Opening our collective mind


In the course of sharing my last blog post with anyone who would listen, I summarized the theme (freedom of religion in the context of the proposed Muslim community center in lower Manhattan) to a friend and neighbor.  He’s a rational conservative, and we agree on a good many things.  At the end of my synopsis – and we were sitting with a third neighbor and friend on our commute home – the first fellow acknowledged my points.

Still, he said to me, you have to concede that there’s a “dick factor” in putting a Muslim place of worship so close to the former WTC site.  The train had reached our stop and we were heading our separate ways, so I didn’t really respond.  I’m not sure I knew then what to say. Actually, I’m still not sure.  (I have at least a dozen possible replies, in varying degrees of snark.)

My original reason for starting this blog was, and remains, to provide responses to many of the contentions that don’t make sense to me.  Not “gotcha” comebacks, as tempting as those can be, but reasoned and clear explanations for the positions I hold or reject, the public figures I support or oppose, the ideals I cherish or dismiss. And yes, arguments to change people’s minds – or at least realize that there is merit in a contrary viewpoint.
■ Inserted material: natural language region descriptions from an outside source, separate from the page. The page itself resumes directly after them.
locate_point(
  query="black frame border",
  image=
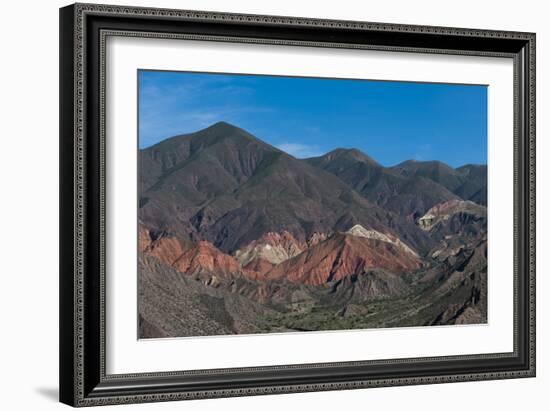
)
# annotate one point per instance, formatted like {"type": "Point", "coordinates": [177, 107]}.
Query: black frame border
{"type": "Point", "coordinates": [83, 30]}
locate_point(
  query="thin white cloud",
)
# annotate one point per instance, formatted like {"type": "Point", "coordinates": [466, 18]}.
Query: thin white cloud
{"type": "Point", "coordinates": [299, 150]}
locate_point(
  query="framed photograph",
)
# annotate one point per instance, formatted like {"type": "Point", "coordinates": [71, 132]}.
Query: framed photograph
{"type": "Point", "coordinates": [260, 204]}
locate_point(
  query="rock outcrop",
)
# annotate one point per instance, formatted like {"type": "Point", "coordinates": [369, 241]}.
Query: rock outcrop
{"type": "Point", "coordinates": [342, 255]}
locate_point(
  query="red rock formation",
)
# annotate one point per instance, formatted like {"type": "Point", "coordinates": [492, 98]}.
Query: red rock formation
{"type": "Point", "coordinates": [204, 257]}
{"type": "Point", "coordinates": [340, 256]}
{"type": "Point", "coordinates": [259, 265]}
{"type": "Point", "coordinates": [272, 248]}
{"type": "Point", "coordinates": [165, 248]}
{"type": "Point", "coordinates": [190, 258]}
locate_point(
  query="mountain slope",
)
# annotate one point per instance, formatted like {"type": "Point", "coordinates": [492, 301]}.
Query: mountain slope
{"type": "Point", "coordinates": [343, 255]}
{"type": "Point", "coordinates": [408, 195]}
{"type": "Point", "coordinates": [225, 186]}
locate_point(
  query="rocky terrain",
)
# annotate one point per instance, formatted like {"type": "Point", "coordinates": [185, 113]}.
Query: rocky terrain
{"type": "Point", "coordinates": [236, 236]}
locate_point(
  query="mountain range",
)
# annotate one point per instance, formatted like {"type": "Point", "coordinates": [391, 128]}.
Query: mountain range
{"type": "Point", "coordinates": [319, 243]}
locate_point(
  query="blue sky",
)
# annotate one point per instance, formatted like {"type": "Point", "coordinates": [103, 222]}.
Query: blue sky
{"type": "Point", "coordinates": [390, 121]}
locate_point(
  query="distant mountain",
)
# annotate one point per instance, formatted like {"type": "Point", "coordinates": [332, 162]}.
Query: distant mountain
{"type": "Point", "coordinates": [406, 194]}
{"type": "Point", "coordinates": [225, 186]}
{"type": "Point", "coordinates": [237, 236]}
{"type": "Point", "coordinates": [469, 182]}
{"type": "Point", "coordinates": [474, 186]}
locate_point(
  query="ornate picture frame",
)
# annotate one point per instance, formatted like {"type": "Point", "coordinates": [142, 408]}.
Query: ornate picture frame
{"type": "Point", "coordinates": [84, 30]}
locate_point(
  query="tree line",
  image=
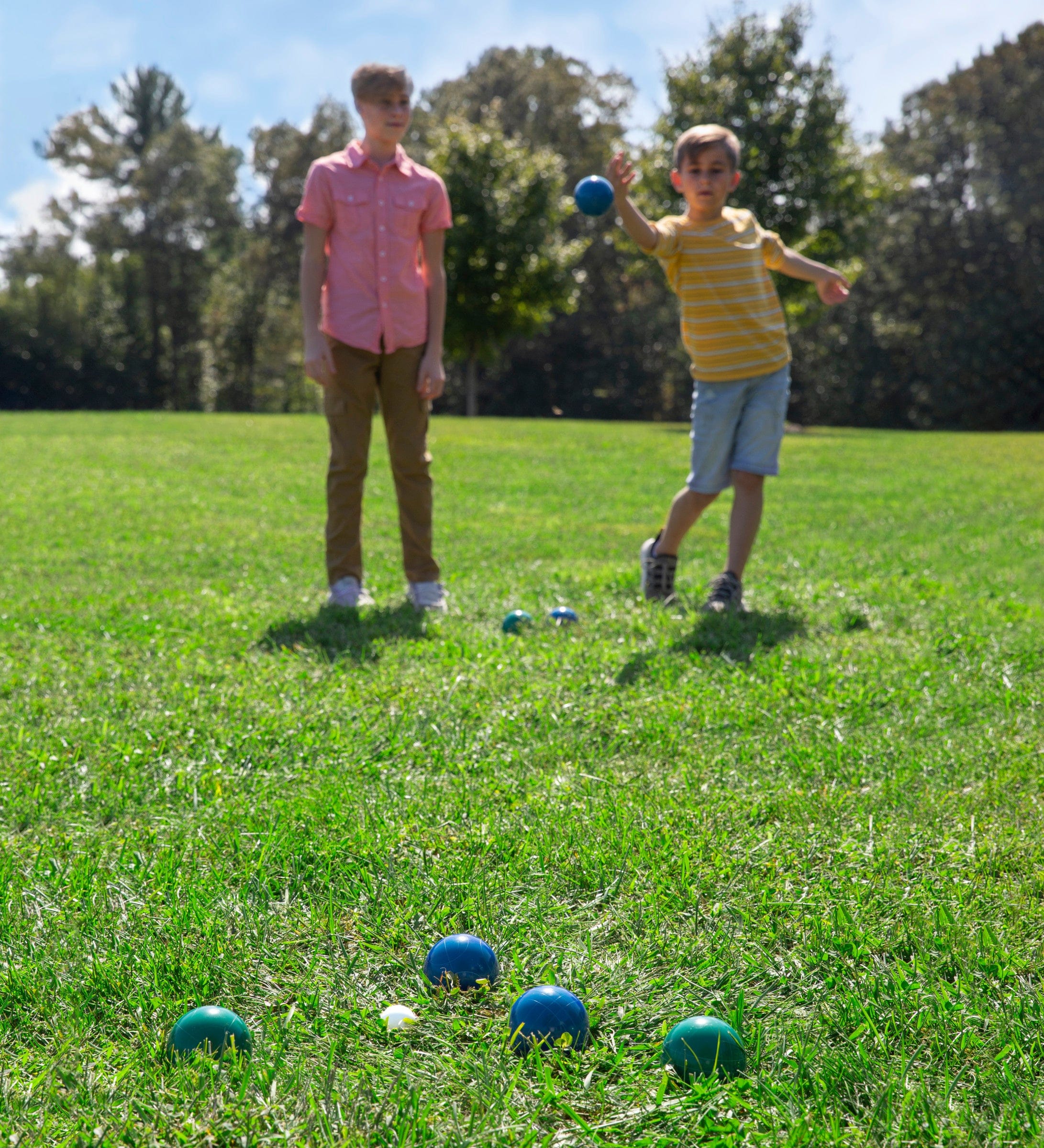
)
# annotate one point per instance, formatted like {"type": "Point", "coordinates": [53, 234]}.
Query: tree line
{"type": "Point", "coordinates": [168, 288]}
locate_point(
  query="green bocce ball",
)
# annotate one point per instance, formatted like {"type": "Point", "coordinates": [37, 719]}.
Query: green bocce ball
{"type": "Point", "coordinates": [517, 621]}
{"type": "Point", "coordinates": [704, 1046]}
{"type": "Point", "coordinates": [211, 1030]}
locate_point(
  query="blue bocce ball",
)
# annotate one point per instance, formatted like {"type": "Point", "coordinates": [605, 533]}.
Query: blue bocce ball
{"type": "Point", "coordinates": [461, 959]}
{"type": "Point", "coordinates": [549, 1016]}
{"type": "Point", "coordinates": [593, 196]}
{"type": "Point", "coordinates": [704, 1046]}
{"type": "Point", "coordinates": [516, 621]}
{"type": "Point", "coordinates": [211, 1030]}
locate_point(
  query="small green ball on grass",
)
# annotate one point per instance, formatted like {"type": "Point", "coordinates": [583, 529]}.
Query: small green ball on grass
{"type": "Point", "coordinates": [516, 621]}
{"type": "Point", "coordinates": [211, 1030]}
{"type": "Point", "coordinates": [704, 1046]}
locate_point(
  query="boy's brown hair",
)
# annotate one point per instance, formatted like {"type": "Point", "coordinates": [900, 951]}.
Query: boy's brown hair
{"type": "Point", "coordinates": [372, 82]}
{"type": "Point", "coordinates": [703, 136]}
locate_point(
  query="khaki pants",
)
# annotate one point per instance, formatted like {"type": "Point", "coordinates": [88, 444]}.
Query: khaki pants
{"type": "Point", "coordinates": [348, 402]}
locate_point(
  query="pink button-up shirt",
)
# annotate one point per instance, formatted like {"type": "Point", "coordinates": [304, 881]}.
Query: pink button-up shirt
{"type": "Point", "coordinates": [375, 297]}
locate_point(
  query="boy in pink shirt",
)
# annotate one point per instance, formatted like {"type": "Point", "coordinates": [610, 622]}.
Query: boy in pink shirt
{"type": "Point", "coordinates": [374, 301]}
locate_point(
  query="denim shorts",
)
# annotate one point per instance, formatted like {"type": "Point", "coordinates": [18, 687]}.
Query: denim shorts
{"type": "Point", "coordinates": [736, 426]}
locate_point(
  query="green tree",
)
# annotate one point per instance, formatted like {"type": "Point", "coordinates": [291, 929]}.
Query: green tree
{"type": "Point", "coordinates": [253, 315]}
{"type": "Point", "coordinates": [509, 269]}
{"type": "Point", "coordinates": [64, 342]}
{"type": "Point", "coordinates": [803, 174]}
{"type": "Point", "coordinates": [947, 328]}
{"type": "Point", "coordinates": [169, 202]}
{"type": "Point", "coordinates": [616, 354]}
{"type": "Point", "coordinates": [541, 97]}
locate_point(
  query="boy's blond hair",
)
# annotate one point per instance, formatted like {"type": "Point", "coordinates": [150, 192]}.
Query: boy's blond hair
{"type": "Point", "coordinates": [372, 82]}
{"type": "Point", "coordinates": [703, 136]}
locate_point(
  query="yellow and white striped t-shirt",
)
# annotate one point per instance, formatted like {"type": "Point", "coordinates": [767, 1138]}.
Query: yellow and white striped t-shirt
{"type": "Point", "coordinates": [732, 323]}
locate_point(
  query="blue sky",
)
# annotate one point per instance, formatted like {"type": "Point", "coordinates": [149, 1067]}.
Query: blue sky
{"type": "Point", "coordinates": [246, 62]}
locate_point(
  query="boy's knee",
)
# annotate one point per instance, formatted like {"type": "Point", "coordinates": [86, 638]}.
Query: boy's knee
{"type": "Point", "coordinates": [747, 483]}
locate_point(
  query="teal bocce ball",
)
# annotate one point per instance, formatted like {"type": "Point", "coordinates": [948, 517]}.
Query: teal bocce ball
{"type": "Point", "coordinates": [517, 620]}
{"type": "Point", "coordinates": [211, 1030]}
{"type": "Point", "coordinates": [593, 196]}
{"type": "Point", "coordinates": [704, 1046]}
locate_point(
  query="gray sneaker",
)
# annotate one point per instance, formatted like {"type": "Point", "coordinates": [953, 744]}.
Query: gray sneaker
{"type": "Point", "coordinates": [429, 596]}
{"type": "Point", "coordinates": [726, 595]}
{"type": "Point", "coordinates": [657, 572]}
{"type": "Point", "coordinates": [349, 592]}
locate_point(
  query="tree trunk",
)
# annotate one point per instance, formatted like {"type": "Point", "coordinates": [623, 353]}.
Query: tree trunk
{"type": "Point", "coordinates": [471, 387]}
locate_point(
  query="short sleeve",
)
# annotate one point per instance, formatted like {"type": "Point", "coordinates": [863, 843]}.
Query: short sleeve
{"type": "Point", "coordinates": [317, 201]}
{"type": "Point", "coordinates": [773, 251]}
{"type": "Point", "coordinates": [666, 238]}
{"type": "Point", "coordinates": [437, 216]}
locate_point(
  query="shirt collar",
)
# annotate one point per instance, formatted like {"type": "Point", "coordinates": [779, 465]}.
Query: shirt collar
{"type": "Point", "coordinates": [356, 155]}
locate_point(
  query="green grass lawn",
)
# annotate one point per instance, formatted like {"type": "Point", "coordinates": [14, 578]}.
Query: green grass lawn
{"type": "Point", "coordinates": [822, 822]}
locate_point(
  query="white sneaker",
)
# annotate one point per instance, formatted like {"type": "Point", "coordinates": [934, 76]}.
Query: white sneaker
{"type": "Point", "coordinates": [428, 596]}
{"type": "Point", "coordinates": [348, 592]}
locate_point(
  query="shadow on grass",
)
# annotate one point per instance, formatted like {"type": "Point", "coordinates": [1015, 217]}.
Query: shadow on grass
{"type": "Point", "coordinates": [736, 636]}
{"type": "Point", "coordinates": [339, 632]}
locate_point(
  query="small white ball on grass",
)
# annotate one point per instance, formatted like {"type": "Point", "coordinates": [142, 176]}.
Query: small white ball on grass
{"type": "Point", "coordinates": [399, 1016]}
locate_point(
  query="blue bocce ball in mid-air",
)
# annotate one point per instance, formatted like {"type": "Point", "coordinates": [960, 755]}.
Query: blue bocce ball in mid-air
{"type": "Point", "coordinates": [211, 1030]}
{"type": "Point", "coordinates": [548, 1016]}
{"type": "Point", "coordinates": [461, 960]}
{"type": "Point", "coordinates": [704, 1046]}
{"type": "Point", "coordinates": [517, 620]}
{"type": "Point", "coordinates": [593, 196]}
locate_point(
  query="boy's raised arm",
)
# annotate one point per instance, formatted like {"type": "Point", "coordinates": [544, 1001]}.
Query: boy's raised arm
{"type": "Point", "coordinates": [831, 285]}
{"type": "Point", "coordinates": [621, 174]}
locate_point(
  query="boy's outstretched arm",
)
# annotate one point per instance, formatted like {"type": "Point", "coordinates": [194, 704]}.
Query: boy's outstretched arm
{"type": "Point", "coordinates": [621, 174]}
{"type": "Point", "coordinates": [831, 285]}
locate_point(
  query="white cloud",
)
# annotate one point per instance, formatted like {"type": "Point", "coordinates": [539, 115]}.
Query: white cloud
{"type": "Point", "coordinates": [221, 88]}
{"type": "Point", "coordinates": [90, 38]}
{"type": "Point", "coordinates": [28, 206]}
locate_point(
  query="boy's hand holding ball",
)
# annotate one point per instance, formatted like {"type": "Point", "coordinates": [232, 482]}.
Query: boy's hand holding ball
{"type": "Point", "coordinates": [621, 174]}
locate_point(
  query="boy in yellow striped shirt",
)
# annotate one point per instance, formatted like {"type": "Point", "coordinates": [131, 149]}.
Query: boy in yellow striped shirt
{"type": "Point", "coordinates": [717, 260]}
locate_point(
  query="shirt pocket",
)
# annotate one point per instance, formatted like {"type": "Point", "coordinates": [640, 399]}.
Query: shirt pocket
{"type": "Point", "coordinates": [406, 214]}
{"type": "Point", "coordinates": [353, 210]}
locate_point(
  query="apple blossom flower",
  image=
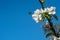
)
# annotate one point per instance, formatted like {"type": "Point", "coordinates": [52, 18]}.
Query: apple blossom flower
{"type": "Point", "coordinates": [37, 16]}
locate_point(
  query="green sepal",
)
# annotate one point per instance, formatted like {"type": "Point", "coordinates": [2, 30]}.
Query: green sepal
{"type": "Point", "coordinates": [55, 16]}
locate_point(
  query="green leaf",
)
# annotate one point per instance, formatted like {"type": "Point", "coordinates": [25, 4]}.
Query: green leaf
{"type": "Point", "coordinates": [50, 34]}
{"type": "Point", "coordinates": [42, 1]}
{"type": "Point", "coordinates": [55, 16]}
{"type": "Point", "coordinates": [46, 15]}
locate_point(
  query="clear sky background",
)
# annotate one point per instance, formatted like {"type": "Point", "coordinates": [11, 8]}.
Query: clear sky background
{"type": "Point", "coordinates": [17, 24]}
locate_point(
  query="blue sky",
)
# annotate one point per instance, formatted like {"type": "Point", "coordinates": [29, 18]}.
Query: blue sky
{"type": "Point", "coordinates": [17, 24]}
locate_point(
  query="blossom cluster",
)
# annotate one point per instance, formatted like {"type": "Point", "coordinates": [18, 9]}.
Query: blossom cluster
{"type": "Point", "coordinates": [37, 16]}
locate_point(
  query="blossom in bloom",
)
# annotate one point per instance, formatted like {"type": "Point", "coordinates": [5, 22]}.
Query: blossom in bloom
{"type": "Point", "coordinates": [51, 10]}
{"type": "Point", "coordinates": [37, 16]}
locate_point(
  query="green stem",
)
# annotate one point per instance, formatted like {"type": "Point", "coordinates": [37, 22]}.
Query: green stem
{"type": "Point", "coordinates": [51, 27]}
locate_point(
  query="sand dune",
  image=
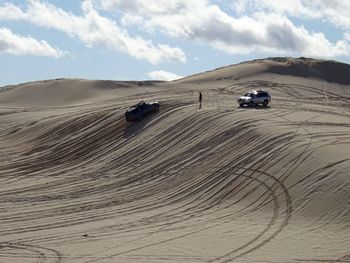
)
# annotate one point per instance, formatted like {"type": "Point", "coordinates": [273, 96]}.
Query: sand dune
{"type": "Point", "coordinates": [216, 184]}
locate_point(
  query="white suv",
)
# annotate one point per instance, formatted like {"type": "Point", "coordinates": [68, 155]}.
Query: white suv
{"type": "Point", "coordinates": [254, 98]}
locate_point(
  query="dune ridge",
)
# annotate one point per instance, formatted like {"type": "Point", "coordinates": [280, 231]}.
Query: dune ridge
{"type": "Point", "coordinates": [189, 184]}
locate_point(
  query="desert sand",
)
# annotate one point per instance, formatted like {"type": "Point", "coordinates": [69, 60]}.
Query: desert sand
{"type": "Point", "coordinates": [213, 184]}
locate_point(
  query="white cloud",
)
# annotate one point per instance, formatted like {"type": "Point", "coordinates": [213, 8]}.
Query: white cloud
{"type": "Point", "coordinates": [19, 45]}
{"type": "Point", "coordinates": [93, 29]}
{"type": "Point", "coordinates": [265, 26]}
{"type": "Point", "coordinates": [334, 11]}
{"type": "Point", "coordinates": [163, 75]}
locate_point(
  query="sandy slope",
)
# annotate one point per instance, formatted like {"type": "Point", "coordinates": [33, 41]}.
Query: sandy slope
{"type": "Point", "coordinates": [216, 184]}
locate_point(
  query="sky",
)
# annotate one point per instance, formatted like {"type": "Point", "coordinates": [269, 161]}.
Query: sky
{"type": "Point", "coordinates": [162, 39]}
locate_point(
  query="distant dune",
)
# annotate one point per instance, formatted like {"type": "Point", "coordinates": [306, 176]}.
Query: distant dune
{"type": "Point", "coordinates": [188, 184]}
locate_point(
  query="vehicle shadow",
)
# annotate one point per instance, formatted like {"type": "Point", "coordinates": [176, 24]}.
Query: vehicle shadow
{"type": "Point", "coordinates": [254, 107]}
{"type": "Point", "coordinates": [132, 129]}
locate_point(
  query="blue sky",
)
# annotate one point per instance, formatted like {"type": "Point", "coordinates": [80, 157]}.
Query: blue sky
{"type": "Point", "coordinates": [163, 39]}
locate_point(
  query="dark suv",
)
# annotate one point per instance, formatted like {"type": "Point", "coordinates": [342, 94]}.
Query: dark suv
{"type": "Point", "coordinates": [141, 109]}
{"type": "Point", "coordinates": [254, 98]}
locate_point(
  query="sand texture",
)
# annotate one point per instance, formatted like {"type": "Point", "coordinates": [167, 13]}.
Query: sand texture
{"type": "Point", "coordinates": [219, 183]}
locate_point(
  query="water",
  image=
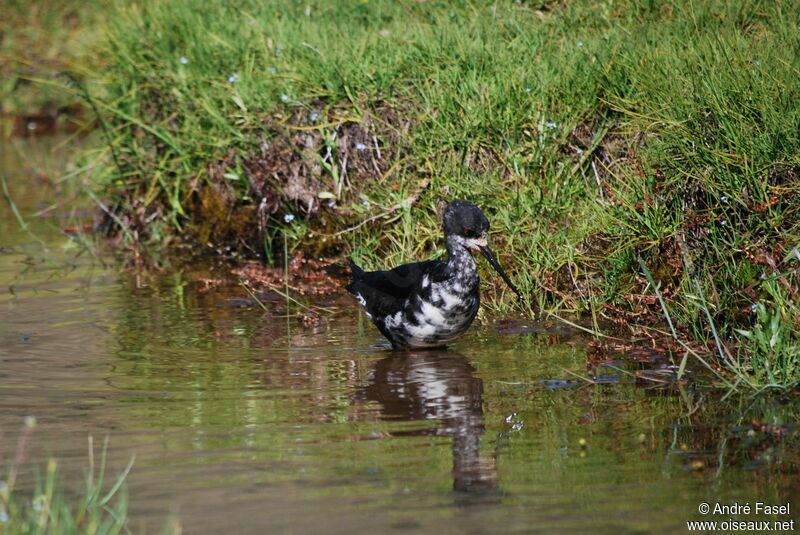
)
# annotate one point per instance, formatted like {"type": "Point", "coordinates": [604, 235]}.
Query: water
{"type": "Point", "coordinates": [243, 421]}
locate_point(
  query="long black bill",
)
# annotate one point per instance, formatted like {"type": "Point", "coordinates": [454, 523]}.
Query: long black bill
{"type": "Point", "coordinates": [496, 265]}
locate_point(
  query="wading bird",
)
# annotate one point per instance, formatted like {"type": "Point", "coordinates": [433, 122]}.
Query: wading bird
{"type": "Point", "coordinates": [427, 304]}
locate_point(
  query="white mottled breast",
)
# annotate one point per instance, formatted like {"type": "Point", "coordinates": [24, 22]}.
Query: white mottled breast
{"type": "Point", "coordinates": [445, 316]}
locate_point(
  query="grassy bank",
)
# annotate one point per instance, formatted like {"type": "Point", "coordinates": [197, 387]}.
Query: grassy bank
{"type": "Point", "coordinates": [40, 40]}
{"type": "Point", "coordinates": [600, 137]}
{"type": "Point", "coordinates": [101, 507]}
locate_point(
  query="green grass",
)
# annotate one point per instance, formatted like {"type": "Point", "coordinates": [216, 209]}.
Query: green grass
{"type": "Point", "coordinates": [101, 508]}
{"type": "Point", "coordinates": [39, 40]}
{"type": "Point", "coordinates": [593, 134]}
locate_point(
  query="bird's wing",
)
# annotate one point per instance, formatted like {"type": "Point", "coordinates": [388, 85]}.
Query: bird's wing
{"type": "Point", "coordinates": [384, 292]}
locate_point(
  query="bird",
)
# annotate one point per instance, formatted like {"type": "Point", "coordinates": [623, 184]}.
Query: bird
{"type": "Point", "coordinates": [431, 303]}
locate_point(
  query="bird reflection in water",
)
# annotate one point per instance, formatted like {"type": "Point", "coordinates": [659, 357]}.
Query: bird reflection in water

This comes from several sources within me.  I was raised in a Republican family. That was our label as much as was, at the time, Episcopalian.  I was never baptized into either faith.  The first time I was in a church, I’m reasonably sure, was at my oldest brother’s wedding.

I was as cognizant of politics as I was of Genesis and Deuteronomy – nil – but that label stuck nonetheless.  Politics was harder to dodge than religion. I ditched the GOP designation, though, when I started paying attention.  The people, public and private, whose values I admired were not Republicans; they were liberals.  So I did something remarkable: I changed my mind.

It’s remarkable not in the sense of being incredible; it’s remarkable in that I’m remarking upon it. Really. It’s not difficult.  It is, however, fairly uncommon, in terms of political affiliation.  (Politicians do it to keep their jobs; that doesn’t really count, in my book.) 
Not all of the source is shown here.